Sunday, July 7, 2013

Sampling

Given a stream of numbers, choose a sample of k numbers. This idea is very useful in data analysis applications where a random sample is taken for analysis from a very large stream.

In the case where the stream size n is small, a Knuth's shuffle can be performed. The required sample is the first k numbers in the generated permutation.

In many applications, the size of the stream is very large and continuously getting updated. The stream size is so large that the numbers do not fit into the memory. In these cases, a variation of Knuth's shuffle can be performed to obtain a random sample.
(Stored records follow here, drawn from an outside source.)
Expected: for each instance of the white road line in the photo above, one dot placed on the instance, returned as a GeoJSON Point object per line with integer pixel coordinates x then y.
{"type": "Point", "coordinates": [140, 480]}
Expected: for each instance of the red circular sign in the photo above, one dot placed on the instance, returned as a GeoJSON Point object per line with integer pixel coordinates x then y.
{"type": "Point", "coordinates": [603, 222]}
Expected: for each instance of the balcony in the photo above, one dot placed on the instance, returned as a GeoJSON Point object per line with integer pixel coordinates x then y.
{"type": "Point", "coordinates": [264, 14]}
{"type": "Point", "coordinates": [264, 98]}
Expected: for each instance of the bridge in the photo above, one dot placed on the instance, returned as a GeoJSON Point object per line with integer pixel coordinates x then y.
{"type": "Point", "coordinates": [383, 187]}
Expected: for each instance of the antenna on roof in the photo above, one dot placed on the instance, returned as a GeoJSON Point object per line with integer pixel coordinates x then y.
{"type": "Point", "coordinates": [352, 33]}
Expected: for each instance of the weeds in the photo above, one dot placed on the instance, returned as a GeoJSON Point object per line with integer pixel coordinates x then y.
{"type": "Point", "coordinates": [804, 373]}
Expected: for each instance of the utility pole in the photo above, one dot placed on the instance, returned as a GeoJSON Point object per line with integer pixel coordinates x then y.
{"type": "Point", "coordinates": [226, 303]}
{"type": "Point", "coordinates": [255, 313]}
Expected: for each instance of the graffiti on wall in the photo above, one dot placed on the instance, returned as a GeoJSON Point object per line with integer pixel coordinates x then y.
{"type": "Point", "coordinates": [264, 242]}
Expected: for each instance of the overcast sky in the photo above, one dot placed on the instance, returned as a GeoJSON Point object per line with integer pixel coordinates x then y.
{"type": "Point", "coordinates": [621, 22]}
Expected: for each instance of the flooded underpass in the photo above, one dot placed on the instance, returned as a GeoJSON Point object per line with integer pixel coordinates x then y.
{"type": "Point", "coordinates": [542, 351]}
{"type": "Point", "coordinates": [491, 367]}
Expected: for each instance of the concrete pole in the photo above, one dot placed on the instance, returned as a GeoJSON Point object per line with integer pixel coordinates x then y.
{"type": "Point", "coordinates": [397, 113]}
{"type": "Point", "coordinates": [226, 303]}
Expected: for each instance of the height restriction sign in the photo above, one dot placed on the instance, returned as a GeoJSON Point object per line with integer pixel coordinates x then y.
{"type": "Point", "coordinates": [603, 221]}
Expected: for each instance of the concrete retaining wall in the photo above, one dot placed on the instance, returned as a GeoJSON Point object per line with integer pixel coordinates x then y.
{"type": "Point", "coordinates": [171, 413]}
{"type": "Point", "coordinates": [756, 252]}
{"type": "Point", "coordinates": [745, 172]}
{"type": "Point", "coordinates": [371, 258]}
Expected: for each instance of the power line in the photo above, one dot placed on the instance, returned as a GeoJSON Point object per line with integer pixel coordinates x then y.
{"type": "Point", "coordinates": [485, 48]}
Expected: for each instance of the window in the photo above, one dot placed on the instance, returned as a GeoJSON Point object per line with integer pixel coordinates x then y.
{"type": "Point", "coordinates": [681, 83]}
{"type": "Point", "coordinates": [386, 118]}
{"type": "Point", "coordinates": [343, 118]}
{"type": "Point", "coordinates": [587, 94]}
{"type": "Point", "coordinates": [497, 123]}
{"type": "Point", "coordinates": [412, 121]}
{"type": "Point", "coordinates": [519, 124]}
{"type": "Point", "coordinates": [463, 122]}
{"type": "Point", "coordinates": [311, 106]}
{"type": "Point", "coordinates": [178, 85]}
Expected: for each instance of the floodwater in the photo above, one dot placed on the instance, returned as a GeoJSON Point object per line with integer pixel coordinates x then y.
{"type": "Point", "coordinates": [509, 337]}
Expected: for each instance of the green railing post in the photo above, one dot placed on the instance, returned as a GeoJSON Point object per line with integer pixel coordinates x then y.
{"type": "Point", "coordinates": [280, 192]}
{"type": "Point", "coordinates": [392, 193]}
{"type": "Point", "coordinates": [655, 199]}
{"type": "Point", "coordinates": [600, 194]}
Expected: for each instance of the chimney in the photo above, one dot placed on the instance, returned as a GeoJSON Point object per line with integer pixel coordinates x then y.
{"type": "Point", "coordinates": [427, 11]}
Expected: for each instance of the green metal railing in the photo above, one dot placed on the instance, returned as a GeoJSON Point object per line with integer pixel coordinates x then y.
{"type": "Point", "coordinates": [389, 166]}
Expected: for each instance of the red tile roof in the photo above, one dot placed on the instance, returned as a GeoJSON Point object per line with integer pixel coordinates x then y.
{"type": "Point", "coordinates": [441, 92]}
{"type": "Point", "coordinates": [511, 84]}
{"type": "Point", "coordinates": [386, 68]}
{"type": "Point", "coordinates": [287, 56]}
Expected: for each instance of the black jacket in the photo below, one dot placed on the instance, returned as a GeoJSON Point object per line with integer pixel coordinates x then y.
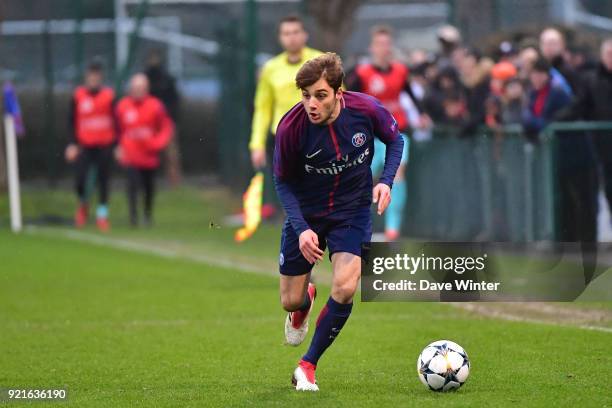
{"type": "Point", "coordinates": [594, 100]}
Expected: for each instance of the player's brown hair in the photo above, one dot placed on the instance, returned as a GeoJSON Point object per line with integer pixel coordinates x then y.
{"type": "Point", "coordinates": [292, 18]}
{"type": "Point", "coordinates": [328, 66]}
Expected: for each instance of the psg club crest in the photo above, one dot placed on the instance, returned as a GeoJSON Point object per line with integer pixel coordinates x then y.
{"type": "Point", "coordinates": [358, 139]}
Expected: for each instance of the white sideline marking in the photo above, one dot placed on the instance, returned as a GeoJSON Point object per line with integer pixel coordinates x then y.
{"type": "Point", "coordinates": [514, 318]}
{"type": "Point", "coordinates": [119, 243]}
{"type": "Point", "coordinates": [164, 252]}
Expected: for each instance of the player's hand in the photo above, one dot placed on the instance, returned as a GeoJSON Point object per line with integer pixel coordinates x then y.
{"type": "Point", "coordinates": [118, 153]}
{"type": "Point", "coordinates": [258, 158]}
{"type": "Point", "coordinates": [381, 195]}
{"type": "Point", "coordinates": [71, 153]}
{"type": "Point", "coordinates": [309, 246]}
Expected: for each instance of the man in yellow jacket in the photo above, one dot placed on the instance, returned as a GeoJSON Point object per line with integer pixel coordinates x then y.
{"type": "Point", "coordinates": [276, 92]}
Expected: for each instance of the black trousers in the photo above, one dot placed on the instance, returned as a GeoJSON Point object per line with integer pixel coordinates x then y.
{"type": "Point", "coordinates": [140, 180]}
{"type": "Point", "coordinates": [578, 204]}
{"type": "Point", "coordinates": [603, 146]}
{"type": "Point", "coordinates": [97, 159]}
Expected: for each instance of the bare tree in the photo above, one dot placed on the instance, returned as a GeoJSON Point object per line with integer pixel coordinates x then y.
{"type": "Point", "coordinates": [334, 20]}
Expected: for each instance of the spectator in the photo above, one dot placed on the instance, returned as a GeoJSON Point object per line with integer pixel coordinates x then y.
{"type": "Point", "coordinates": [474, 71]}
{"type": "Point", "coordinates": [552, 48]}
{"type": "Point", "coordinates": [545, 99]}
{"type": "Point", "coordinates": [513, 102]}
{"type": "Point", "coordinates": [594, 103]}
{"type": "Point", "coordinates": [526, 59]}
{"type": "Point", "coordinates": [163, 87]}
{"type": "Point", "coordinates": [447, 81]}
{"type": "Point", "coordinates": [145, 130]}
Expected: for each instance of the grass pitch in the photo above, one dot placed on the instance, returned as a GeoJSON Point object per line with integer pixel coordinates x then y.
{"type": "Point", "coordinates": [123, 327]}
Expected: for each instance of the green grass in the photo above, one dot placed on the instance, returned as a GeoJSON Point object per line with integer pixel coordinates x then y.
{"type": "Point", "coordinates": [123, 328]}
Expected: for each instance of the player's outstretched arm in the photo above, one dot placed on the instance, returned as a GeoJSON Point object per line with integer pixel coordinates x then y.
{"type": "Point", "coordinates": [381, 195]}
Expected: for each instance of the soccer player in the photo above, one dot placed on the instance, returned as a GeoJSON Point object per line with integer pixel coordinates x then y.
{"type": "Point", "coordinates": [276, 93]}
{"type": "Point", "coordinates": [91, 141]}
{"type": "Point", "coordinates": [386, 79]}
{"type": "Point", "coordinates": [324, 148]}
{"type": "Point", "coordinates": [145, 130]}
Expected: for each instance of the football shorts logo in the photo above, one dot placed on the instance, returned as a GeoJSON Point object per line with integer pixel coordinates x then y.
{"type": "Point", "coordinates": [310, 156]}
{"type": "Point", "coordinates": [358, 139]}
The algorithm is outlined below:

Step 1: Create an array R of size k. Copy the first k elements (index 0 through k-1) of the stream S to R.
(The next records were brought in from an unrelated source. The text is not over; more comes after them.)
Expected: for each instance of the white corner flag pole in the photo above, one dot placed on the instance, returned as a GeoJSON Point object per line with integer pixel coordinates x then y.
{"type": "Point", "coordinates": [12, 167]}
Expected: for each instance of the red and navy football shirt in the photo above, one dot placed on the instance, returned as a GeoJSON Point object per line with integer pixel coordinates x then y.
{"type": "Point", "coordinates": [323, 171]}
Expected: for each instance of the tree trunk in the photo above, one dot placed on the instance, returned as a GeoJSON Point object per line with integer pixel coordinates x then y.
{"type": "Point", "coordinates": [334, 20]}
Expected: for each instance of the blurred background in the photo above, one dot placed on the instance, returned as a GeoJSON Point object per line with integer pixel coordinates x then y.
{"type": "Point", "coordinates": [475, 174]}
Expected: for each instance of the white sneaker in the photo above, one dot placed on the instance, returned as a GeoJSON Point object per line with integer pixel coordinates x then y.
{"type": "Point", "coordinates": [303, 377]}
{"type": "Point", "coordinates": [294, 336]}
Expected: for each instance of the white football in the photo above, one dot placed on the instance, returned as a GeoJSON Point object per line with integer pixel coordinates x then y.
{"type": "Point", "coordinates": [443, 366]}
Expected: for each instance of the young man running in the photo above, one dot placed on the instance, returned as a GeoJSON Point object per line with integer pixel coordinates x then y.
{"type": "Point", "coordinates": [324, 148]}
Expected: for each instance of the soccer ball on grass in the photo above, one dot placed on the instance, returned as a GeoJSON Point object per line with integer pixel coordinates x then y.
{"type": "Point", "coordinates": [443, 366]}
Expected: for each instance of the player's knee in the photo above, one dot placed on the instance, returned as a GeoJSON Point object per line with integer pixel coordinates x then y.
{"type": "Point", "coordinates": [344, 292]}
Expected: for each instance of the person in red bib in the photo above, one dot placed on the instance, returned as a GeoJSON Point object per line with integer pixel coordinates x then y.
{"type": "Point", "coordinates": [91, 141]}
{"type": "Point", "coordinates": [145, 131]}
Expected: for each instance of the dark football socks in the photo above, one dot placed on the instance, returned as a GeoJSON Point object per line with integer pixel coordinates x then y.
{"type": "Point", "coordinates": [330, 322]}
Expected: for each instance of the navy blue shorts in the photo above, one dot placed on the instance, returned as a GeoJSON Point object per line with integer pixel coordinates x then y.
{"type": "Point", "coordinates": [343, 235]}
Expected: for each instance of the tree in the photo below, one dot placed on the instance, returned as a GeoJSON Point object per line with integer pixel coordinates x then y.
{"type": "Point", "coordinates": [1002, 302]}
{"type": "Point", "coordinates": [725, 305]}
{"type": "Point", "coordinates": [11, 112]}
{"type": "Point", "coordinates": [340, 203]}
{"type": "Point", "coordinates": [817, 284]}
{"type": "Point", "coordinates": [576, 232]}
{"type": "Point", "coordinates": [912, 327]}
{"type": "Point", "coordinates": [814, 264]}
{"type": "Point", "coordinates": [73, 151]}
for(int i = 0; i < k; ++i) {
  R[i] = S[i]
}

S1
S2
...
Sk-2
Sk-1
S6
S7
S8
...
Sn

S1
S2
...
Sk--2
Sk-1

If the size of R is <= k, no further steps are necessary. We have a sample of size <= k.

Step 2: Starting with the element at index k of the input, perform the following:
for(int i = k; i < n; ++i) {
  Generate a random number j in the range (0, i)
  if(j < k) {
    swap(R[j], S[i])
  }
}
Return R

The invariant of the algorithm is that as we iterate through the input array, at all time we maintain R to be a random sample of size k from the input we have seen so far i.e. if we have seen n elements in S, the probability of each element being in R is n / k.
When we see the (n + 1)'th element, if we swap it with an element in R with a probability of (n + 1) / k then we will continue maintaining the invariant for the newly seen element as well as for the already selected elements.

The time complexity of this algorithm is O(n) and requires O(k) additional space.